This is only the beginning of the bailout process that is unfolding. In this deal, the perpetrators of the current disaster who made their great fortunes through financial machinations held up by little more than hot air and fast talk will walk off with even more. The banks that made it all possible will wind up becoming bigger thanks to a panicky Fed which seems prepared to throw money out the window just to keep up the appearance of doing something. Let it not be forgotten that when the banks and investment icons were beginning to pull off their heist of flimsy loans and loopy investment vehicles a few years ago, it was the Fed that drove the getaway car, having turned a blind eye to the high risks that were being incurred.

Management will always be compensated handsomely whatever happens, no matter what its role in engineering the calamity.
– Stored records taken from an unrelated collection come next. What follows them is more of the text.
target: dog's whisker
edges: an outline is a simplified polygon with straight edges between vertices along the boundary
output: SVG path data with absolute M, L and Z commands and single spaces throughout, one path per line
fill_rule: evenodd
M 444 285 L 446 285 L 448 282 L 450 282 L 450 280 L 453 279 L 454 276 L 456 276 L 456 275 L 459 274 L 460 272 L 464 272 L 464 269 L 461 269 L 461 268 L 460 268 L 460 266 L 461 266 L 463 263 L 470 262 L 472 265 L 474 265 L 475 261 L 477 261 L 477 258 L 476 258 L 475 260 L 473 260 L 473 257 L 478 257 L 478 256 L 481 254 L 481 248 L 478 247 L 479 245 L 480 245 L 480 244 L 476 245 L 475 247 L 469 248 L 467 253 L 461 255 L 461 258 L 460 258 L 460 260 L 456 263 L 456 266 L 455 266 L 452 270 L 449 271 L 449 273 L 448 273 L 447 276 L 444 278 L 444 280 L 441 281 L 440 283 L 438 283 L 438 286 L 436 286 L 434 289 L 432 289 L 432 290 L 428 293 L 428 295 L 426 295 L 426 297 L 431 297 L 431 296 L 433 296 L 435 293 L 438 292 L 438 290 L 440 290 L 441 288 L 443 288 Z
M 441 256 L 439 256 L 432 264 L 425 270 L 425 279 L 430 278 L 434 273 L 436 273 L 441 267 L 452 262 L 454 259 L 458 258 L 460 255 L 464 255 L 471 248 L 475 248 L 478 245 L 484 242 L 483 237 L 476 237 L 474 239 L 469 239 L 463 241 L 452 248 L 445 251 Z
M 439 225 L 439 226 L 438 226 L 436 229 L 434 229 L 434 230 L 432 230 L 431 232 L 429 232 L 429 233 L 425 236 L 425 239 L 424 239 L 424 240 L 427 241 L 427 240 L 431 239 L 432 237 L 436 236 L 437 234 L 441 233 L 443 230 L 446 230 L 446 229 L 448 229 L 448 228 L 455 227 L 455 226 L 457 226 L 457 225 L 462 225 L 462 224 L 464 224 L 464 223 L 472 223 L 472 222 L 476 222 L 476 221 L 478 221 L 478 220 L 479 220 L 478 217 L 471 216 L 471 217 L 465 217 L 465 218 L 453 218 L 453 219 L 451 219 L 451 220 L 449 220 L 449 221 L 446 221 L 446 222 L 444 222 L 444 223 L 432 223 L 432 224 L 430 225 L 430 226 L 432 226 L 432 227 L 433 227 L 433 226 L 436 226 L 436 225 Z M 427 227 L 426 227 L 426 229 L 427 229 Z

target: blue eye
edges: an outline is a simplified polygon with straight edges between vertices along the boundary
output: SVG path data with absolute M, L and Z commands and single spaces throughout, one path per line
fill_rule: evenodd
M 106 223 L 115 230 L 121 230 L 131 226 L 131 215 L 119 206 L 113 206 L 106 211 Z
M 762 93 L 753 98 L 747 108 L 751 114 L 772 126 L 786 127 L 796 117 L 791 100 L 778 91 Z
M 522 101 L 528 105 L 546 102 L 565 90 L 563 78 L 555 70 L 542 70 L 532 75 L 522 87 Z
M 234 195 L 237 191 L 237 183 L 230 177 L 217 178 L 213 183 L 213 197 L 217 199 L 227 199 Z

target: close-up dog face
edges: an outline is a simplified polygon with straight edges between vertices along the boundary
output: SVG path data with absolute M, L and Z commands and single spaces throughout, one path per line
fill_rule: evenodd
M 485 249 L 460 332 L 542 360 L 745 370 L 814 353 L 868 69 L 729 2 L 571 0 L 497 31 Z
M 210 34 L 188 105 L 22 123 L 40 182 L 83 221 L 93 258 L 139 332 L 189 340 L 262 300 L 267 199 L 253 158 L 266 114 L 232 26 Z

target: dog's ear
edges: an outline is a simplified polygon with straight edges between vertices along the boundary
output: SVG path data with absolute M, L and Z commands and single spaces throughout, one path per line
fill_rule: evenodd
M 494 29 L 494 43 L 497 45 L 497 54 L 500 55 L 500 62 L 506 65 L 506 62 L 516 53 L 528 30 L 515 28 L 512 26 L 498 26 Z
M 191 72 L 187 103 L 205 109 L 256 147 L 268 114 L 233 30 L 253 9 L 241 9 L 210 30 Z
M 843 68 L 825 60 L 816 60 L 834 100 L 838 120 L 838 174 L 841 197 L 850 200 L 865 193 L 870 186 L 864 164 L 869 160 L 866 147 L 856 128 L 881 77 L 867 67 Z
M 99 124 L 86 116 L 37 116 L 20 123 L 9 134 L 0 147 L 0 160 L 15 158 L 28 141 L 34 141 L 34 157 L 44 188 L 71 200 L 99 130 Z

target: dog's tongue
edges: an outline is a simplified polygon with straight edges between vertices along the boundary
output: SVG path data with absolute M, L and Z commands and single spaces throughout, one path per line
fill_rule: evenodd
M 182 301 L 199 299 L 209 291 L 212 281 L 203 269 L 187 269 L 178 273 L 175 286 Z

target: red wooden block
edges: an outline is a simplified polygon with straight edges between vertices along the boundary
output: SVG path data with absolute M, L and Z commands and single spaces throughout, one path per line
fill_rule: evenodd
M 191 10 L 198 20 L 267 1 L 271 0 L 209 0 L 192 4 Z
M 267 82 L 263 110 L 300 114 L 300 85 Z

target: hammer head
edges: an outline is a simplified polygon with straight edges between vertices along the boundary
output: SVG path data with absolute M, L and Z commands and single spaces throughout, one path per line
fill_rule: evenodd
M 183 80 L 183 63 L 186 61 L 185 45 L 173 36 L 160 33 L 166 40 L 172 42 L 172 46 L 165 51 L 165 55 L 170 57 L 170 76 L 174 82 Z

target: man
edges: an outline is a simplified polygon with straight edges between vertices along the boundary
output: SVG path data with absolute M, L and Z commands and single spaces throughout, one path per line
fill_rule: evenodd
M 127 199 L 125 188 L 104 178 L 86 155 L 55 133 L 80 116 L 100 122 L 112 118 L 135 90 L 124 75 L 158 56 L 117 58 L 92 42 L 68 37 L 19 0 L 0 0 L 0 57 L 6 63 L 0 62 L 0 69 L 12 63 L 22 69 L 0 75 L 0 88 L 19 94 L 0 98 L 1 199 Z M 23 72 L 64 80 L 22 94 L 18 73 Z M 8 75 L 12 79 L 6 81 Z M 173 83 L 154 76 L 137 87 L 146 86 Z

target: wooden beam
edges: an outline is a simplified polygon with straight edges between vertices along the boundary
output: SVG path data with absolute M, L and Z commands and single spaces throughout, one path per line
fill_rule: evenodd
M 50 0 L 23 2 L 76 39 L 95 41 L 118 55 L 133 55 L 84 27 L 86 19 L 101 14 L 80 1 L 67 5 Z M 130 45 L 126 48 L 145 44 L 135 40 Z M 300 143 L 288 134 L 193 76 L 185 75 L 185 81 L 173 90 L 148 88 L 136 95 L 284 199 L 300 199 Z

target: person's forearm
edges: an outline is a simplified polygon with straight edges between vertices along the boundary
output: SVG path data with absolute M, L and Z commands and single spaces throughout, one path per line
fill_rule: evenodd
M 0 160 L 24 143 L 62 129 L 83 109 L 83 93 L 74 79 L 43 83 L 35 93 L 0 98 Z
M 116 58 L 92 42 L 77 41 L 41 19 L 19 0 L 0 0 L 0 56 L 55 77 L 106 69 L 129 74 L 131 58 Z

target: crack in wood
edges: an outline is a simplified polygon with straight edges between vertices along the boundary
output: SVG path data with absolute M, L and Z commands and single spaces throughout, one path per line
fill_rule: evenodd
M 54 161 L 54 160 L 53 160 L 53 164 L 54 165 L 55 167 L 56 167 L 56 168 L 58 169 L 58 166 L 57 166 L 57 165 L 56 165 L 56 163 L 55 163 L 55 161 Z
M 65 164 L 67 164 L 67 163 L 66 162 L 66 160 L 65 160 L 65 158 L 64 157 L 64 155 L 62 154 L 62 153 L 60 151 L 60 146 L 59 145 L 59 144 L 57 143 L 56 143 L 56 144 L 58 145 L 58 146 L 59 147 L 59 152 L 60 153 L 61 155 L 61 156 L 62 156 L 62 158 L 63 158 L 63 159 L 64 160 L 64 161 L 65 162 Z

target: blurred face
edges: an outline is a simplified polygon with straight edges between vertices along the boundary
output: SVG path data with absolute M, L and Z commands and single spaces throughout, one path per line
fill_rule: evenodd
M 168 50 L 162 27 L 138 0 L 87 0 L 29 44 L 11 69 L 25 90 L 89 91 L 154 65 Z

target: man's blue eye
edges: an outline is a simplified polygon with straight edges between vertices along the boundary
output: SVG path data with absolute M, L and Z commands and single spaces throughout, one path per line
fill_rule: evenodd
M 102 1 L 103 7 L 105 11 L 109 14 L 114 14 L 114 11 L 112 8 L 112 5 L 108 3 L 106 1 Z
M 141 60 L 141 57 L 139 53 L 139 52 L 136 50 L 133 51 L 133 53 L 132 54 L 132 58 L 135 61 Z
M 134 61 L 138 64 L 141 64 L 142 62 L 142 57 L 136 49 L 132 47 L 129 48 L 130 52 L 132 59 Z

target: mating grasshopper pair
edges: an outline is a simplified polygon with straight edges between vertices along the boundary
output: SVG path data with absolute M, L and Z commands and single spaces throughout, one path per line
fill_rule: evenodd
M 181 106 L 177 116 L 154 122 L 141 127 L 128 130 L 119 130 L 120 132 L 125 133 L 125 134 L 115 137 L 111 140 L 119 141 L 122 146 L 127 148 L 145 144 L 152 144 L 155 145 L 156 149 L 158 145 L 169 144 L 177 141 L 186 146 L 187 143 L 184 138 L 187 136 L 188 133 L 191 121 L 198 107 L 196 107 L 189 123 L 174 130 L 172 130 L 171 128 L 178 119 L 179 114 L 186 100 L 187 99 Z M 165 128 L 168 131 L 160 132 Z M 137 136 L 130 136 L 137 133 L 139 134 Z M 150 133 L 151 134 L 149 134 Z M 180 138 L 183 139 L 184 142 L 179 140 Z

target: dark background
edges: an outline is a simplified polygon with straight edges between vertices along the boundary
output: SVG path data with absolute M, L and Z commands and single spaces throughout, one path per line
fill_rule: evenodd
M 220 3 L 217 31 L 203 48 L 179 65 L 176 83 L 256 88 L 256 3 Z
There is no groundswell of demand that Stanley O’Neal give back any of the hundreds of millions he made off with while he presided over decisions at Merrill Lynch which will result in a staggering $15 billion loss, according to the latest reports.

Investors will do less well, of course, but much better than the ordinary individuals on whose behalf the Fed is supposed to be acting but thus far has shown little inclination or ability in that regard. And let there be no doubt: A large chunk of the costs incurred by these mounting losses, the takeovers and overall decline in investor- and consumer confidence will be in the form of lost jobs and layoffs in the financial sector and in the wider economy. Main Street always pays for the wild parties Wall Street throws and the cleanup required afterwards.

The final costs of this financial nightmare will probably never be tallied. Nor will there be any discussion or accounting of the consequences of more and more sovereign funds controlled by despotic regimes or sultans whose oil wealth insulates them from the intrusion of the slightest molecule of reality here (or criticism in their own lands) gaining control of the financial heart of North America as a result of the greed and folly of its present stewards.

Welcome to the bailout of American capitalism, 21st century-style. Some will see it as their ticket to bigger pay and a way of holding on to the fortunes they were making while masterminding this calamity. Others will call it the market working its magic. At the very least, we call it the Outrage of the Week.